Find the coefficient of $x^6$ in $\left[(1+x)(1+x^2)^2(1+x^3)^3 \cdots (1+x^n)^n\right]$.
Expansion $$\left[\left(1+\binom11x \right)\left(1+\binom21x + \binom22x^2 \right)\left(1 +\binom31x+\binom32x^2+\binom33x^3 \right)\cdots \left(1 + \binom n1 x + \binom n2x^2 + \cdots +\binom n nx^n \right) \right]$$
I expanded it as shown above but couldn't proceed further. Any Help would be appreciated.
On
Here we give a supplement regarding the cases $1\leq n\leq 5$. It is convenient to use the coefficient of operator $[x^k]$ to denote the coefficient of $x^k$ in a series.
We obtain
Cases $n=1,2$: \begin{align*} [x^6](1+x)=[x^6](1+x)(1+x^2)^2\color{blue}{=0} \end{align*}
Case $n=3$:
\begin{align*} \color{blue}{[x^6]}&\color{blue}{(1+x^3)^3(1+x^2)^2(1+x)}\\ &=[x^6](1+3x^3+3x^6)(1+2x^2+x^4)(1+x)\tag{1}\\ &=\left([x^6]+3[x^3]+3[x^0]\right)(1+2x^2+x^4)(1+x)\tag{2}\\ &=0+3\cdot2+3\cdot 1\\ &\,\,\color{blue}{=9} \end{align*}
Case $n=4$:
\begin{align*} \color{blue}{[x^6]}&\color{blue}{(1+x^4)^4(1+x^3)^3(1+x^2)^2(1+x)}\\ &=[x^6](1+4x^4)(1+3x^3+3x^6)(1+2x^2+x^4)(1+x)\\ &=[x^6](1+3x^3+4x^4+3x^6)(1+2x^2+x^4)(1+x)\tag{3}\\ &=\left([x^6]+3[x^3]+4[x^2]+3[x^0]\right)(1+2x^2+x^4)(1+x)\\ &=0 + 3\cdot 2+4\cdot 2+3\cdot 1\\ &\,\,\color{blue}{=17} \end{align*}
Case $n=5$:
\begin{align*} \color{blue}{[x^6]}&\color{blue}{(1+x^5)^5(1+x^4)^4(1+x^3)^3(1+x^2)^2(1+x)}\\ &=[x^6](1+5x^5)(1+4x^4)(1+3x^3+3x^6)(1+2x^2+x^4)(1+x)\\ &=[x^6](1+4x^4+5x^5)(1+2x^2+3x^3+x^4+6x^5+3x^6)(1+x)\tag{4}\\ &=\left([x^6]+4[x^2]+5[x]\right)(1+2x^2+3x^3+x^4+6x^5+3x^6)(1+x)\\ &=(6+3)+4\cdot 2+5\cdot 1\\ &\,\,\color{blue}{=22} \end{align*}
Comment:
In (1) we expand the terms skipping summands with powers of $x$ greater than $6$.

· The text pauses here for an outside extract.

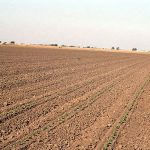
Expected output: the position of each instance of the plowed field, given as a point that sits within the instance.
(63, 99)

In (2) we use the rule $[x^{p-q}]A(x)=[x^p]x^qA(x)$.
In (3) we multiply out the left-most two terms ignoring summands which do not contribute to $[x^6]$.
In (4) we multiply out the left-most two terms and the next two terms ignoring summands which do not contribute to $[x^6]$.
Taken mod $x^7$ (meaning we drop anything with a power of $x$ greater than $6$), we have
$$(1+x)(1+x^2)^2(1+x^3)^3\cdots\equiv(1+x)(1+2x^2+x^4)(1+3x^3+3x^6)(1+4x^4)(1+5x^5)(1+6x^6)\\ \equiv(1+x+5x^5+5x^6)(1+2x^2+5x^4+8x^6)(1+3x^3+9x^6)\\ $$
where in the second step we've paired $(1+x)$ with $1+5x^5$, $(1+2x^2+x^4)$ with $(1+4x^4)$, and $(1+3x^3+3x^6)$ with $(1+x^6)$. The coefficient of $x^6$ in the resulting expansion is
$$5+8+9+1\cdot2\cdot3=28$$
(where the $1\cdot2\cdot3$ comes from the product $x\cdot2x^2\cdot3x^3$).